Andreas Xenofontos

Intensive Care Units (ICUs) Admissions in the USA

Project Summary

The goal of this project was to identify a research question of interest that will guide the rest of the analysis and investigate that research question using data visualization techniques. I decided to explore the following question: “Based on the ICU admissions source, how do adult patients with AIDS compare to those with Leukemia vary by ethnicity?”


Intensive Care Units (ICUs) often lack verified medical histories for incoming patients. A patient in distress or a patient who is brought in confused or unresponsive may not be able to provide information about chronic conditions such as heart disease, injuries, or diabetes. Knowledge about chronic conditions can inform clinical decisions about patient care and ultimately improve patient outcomes. The dataset in excel had a lot of information and I decided to clean it and focus only on the variables I was interested in. For more information about the dataset, click here.


Comparison of patients with AIDS or Leukemia

The first visualization presents a time series graph contrasting the trends of AIDS and Leukemia.
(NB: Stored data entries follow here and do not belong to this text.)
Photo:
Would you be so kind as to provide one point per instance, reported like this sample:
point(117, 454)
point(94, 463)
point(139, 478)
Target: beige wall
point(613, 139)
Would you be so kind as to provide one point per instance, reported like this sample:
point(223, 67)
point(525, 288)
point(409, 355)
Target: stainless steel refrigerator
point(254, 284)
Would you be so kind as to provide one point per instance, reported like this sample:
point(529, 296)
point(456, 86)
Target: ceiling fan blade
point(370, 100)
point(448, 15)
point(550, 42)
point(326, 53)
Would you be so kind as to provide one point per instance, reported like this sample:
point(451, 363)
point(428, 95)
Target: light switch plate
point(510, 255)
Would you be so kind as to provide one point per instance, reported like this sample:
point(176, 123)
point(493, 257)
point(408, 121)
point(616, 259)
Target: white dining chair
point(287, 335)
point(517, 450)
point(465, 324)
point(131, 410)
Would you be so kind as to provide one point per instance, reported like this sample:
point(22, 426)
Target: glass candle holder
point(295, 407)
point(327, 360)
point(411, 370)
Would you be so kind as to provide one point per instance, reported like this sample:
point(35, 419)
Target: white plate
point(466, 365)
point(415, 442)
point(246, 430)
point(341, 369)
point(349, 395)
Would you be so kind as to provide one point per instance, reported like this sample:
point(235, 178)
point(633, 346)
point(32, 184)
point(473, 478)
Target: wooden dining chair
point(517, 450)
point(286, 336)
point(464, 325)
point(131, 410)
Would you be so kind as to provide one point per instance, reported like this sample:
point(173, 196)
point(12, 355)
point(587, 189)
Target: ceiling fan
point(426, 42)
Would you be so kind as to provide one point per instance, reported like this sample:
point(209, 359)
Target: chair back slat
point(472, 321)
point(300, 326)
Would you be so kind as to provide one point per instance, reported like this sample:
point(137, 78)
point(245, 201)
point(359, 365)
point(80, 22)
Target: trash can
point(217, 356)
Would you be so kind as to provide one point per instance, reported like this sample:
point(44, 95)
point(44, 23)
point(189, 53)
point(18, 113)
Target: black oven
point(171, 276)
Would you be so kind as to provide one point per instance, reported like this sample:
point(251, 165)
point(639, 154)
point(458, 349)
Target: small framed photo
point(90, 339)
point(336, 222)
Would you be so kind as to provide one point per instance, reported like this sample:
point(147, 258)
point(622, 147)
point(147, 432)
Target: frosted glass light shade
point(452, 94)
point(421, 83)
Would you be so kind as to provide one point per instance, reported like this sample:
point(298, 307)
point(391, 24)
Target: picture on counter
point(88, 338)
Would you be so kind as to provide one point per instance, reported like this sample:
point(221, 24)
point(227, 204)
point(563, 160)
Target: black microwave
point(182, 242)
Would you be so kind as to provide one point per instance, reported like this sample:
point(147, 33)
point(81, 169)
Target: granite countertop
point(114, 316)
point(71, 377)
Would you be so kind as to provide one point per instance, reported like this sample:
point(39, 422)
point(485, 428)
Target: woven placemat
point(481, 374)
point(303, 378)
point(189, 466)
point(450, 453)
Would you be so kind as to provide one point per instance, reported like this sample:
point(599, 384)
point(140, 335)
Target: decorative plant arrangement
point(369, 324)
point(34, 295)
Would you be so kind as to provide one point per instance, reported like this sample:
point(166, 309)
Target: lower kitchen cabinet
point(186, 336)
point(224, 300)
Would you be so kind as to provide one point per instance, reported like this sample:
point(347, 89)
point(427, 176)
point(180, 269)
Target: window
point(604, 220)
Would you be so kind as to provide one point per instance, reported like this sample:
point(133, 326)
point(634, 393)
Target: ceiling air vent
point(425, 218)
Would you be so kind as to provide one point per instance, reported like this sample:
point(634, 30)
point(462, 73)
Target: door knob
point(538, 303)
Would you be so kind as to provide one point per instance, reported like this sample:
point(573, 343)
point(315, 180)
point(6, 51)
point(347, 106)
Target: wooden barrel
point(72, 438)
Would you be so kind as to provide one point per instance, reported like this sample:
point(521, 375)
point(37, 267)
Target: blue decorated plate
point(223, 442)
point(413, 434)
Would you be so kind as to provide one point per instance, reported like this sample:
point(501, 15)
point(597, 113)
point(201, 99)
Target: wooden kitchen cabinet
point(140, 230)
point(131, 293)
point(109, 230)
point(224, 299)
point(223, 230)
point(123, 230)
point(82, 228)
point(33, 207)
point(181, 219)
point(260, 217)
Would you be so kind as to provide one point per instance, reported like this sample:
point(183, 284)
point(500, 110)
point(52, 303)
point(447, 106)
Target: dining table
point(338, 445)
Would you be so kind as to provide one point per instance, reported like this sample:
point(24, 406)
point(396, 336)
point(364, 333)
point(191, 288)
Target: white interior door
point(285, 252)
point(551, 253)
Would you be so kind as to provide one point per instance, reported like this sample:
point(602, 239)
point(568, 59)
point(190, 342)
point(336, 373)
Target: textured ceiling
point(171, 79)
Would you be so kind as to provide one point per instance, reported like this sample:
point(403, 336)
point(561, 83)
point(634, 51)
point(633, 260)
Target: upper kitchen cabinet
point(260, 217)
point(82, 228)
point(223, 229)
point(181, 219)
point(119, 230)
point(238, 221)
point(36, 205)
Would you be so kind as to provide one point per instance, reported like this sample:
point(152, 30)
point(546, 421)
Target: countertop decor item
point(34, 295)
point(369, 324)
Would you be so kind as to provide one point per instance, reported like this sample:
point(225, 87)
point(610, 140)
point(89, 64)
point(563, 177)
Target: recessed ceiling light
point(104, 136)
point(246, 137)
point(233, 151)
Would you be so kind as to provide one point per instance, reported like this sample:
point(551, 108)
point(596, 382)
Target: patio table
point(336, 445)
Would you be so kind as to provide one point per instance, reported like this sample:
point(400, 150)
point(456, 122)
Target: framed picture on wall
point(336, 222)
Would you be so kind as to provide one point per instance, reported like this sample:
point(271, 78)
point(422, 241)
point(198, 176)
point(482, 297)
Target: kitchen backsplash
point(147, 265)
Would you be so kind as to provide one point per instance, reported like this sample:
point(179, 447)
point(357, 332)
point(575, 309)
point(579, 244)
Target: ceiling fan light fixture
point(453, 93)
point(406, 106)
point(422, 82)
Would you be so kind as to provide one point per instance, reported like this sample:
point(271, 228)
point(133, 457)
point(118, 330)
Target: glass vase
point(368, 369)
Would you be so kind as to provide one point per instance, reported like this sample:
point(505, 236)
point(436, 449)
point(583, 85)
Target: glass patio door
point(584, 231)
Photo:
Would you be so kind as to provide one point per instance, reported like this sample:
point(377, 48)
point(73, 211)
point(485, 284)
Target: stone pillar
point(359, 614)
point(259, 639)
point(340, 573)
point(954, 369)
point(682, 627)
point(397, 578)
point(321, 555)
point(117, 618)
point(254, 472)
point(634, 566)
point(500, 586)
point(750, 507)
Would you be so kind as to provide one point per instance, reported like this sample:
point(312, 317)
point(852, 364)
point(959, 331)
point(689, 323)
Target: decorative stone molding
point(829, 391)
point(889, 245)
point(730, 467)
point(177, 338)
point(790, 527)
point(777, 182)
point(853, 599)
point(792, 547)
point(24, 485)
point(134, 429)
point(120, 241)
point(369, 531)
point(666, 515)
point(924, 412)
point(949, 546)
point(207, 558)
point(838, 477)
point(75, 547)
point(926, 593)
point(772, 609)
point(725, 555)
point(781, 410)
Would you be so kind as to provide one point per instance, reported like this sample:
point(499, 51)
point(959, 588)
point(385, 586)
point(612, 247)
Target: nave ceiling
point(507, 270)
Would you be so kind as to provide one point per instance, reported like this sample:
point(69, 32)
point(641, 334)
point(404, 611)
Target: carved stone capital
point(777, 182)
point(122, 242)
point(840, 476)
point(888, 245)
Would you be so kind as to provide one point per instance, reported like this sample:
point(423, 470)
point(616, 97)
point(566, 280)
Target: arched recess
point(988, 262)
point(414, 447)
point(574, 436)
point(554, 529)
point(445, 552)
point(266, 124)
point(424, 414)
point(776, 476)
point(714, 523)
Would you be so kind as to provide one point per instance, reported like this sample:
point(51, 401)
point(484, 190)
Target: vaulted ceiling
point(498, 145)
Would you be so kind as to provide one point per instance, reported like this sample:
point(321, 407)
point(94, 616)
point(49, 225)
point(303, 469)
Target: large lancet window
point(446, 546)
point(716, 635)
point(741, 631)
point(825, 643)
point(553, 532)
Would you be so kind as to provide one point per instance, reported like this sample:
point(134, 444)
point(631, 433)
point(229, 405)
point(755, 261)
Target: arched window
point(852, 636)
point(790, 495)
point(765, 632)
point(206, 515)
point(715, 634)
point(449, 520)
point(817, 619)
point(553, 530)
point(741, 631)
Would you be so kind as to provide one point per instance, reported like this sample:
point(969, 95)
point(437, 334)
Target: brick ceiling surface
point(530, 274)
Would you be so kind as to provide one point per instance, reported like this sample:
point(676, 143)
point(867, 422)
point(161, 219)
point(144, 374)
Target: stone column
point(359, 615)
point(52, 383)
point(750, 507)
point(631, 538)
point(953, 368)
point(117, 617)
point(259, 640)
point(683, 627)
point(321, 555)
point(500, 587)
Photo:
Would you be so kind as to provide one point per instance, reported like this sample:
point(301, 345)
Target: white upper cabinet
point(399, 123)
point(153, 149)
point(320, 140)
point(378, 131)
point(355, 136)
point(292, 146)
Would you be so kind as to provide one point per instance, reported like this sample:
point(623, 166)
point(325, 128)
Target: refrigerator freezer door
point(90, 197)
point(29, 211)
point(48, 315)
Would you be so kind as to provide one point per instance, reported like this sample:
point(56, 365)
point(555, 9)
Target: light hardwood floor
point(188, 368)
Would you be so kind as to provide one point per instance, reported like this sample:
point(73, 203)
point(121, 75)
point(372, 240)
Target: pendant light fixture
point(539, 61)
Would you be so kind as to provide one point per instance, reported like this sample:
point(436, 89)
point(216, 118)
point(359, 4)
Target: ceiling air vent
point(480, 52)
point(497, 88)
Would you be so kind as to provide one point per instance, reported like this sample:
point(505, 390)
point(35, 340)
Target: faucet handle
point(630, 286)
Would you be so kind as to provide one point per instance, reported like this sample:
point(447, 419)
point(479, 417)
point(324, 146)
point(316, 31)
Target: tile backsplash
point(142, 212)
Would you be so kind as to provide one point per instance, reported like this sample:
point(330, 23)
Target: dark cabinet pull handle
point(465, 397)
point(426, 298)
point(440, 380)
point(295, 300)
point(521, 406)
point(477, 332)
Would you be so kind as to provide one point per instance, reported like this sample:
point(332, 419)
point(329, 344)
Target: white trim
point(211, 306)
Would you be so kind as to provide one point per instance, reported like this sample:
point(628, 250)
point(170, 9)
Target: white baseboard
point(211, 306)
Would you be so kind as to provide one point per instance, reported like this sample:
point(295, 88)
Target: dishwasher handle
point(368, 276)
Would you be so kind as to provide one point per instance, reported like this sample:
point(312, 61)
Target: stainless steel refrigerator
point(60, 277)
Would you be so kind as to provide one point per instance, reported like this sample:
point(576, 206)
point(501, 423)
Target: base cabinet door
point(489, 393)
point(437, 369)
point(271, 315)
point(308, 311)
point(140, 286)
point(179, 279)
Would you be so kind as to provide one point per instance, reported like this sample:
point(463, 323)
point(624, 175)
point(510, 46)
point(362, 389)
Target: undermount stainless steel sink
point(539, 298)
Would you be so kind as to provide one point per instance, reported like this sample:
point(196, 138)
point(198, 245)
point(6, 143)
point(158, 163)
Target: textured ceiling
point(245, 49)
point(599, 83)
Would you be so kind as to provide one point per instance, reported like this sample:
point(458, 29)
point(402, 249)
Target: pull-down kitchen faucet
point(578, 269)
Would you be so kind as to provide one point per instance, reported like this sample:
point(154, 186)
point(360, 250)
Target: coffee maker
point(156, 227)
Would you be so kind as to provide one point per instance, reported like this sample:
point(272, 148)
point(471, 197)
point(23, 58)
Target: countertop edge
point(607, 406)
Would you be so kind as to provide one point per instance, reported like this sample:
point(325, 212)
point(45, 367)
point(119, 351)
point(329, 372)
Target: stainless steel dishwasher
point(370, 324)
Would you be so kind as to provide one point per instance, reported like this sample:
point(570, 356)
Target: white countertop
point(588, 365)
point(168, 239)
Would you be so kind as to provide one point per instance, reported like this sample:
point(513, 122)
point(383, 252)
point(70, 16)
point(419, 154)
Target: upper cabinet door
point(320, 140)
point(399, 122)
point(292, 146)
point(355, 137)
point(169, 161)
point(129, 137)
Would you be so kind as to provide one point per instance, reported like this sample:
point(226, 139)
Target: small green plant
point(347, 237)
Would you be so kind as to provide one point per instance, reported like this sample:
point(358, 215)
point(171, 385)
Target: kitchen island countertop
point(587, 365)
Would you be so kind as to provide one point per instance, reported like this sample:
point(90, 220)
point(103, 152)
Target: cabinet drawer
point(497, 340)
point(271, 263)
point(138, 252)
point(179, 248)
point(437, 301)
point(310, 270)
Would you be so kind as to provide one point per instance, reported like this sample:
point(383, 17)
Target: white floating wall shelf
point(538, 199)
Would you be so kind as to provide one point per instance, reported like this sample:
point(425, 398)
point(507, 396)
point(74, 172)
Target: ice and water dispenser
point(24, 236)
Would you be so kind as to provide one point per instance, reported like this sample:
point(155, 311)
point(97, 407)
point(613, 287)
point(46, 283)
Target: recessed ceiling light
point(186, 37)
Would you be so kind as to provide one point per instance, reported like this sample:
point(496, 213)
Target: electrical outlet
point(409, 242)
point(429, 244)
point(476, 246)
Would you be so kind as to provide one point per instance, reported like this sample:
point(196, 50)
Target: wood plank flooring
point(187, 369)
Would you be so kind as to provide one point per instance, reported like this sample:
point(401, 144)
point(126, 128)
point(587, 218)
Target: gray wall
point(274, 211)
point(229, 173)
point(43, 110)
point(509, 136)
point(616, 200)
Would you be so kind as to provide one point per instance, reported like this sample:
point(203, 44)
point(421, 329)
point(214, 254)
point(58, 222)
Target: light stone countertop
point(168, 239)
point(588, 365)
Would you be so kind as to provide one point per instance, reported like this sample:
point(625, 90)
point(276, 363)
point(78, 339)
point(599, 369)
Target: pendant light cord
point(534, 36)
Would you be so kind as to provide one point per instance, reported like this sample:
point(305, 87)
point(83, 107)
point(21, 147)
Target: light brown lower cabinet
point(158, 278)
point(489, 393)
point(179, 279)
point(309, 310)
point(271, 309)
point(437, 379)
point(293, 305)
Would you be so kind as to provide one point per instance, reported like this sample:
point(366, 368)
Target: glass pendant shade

As we can see, most people that were born between 1960 to 1985 are diagnosed with AIDS, while most of those with Leukemia were born between 1935 to 1960. A possible explanation for the different time periods in which each disease peaked can be related to a lack of education, and the social stigma that accompanies AIDS carriers.

Diagnosis of Leukemia based on ICU admission source

The second visualization shows patients diagnosed with Leukemia based on their ICU admission source. Specifically, we can observe that 97% of the patients are entering the ICU through three sources. The first source is Accident & Emergency with 51%, followed by Floors with 32% and Operating Room/Recovery with 14%.

Comparison of patients based on their Ethnicity

This visualization is used to compare the two different groups of patients, considering their ethnicity. We have noteworthy high percentages for Caucasians in both Leukemia and Aids patients with 80% and 51.9% respectively.


One of the biggest takeaways of this visualization project is that the Admission & Emergency and Floor are the main ICU admission source for both AIDS and Leukemia patients. We see a tremendous difference in the percentage of Caucasian compared to other races. This can be connected with the white privilege debate, suggesting a disparity in the quality of health care delivered to Caucasian and non-Caucasians. Lastly, the time series plot has shown that a potential reason for the huge time difference between the two diseases is the social stigma and lack of education for AIDS patients.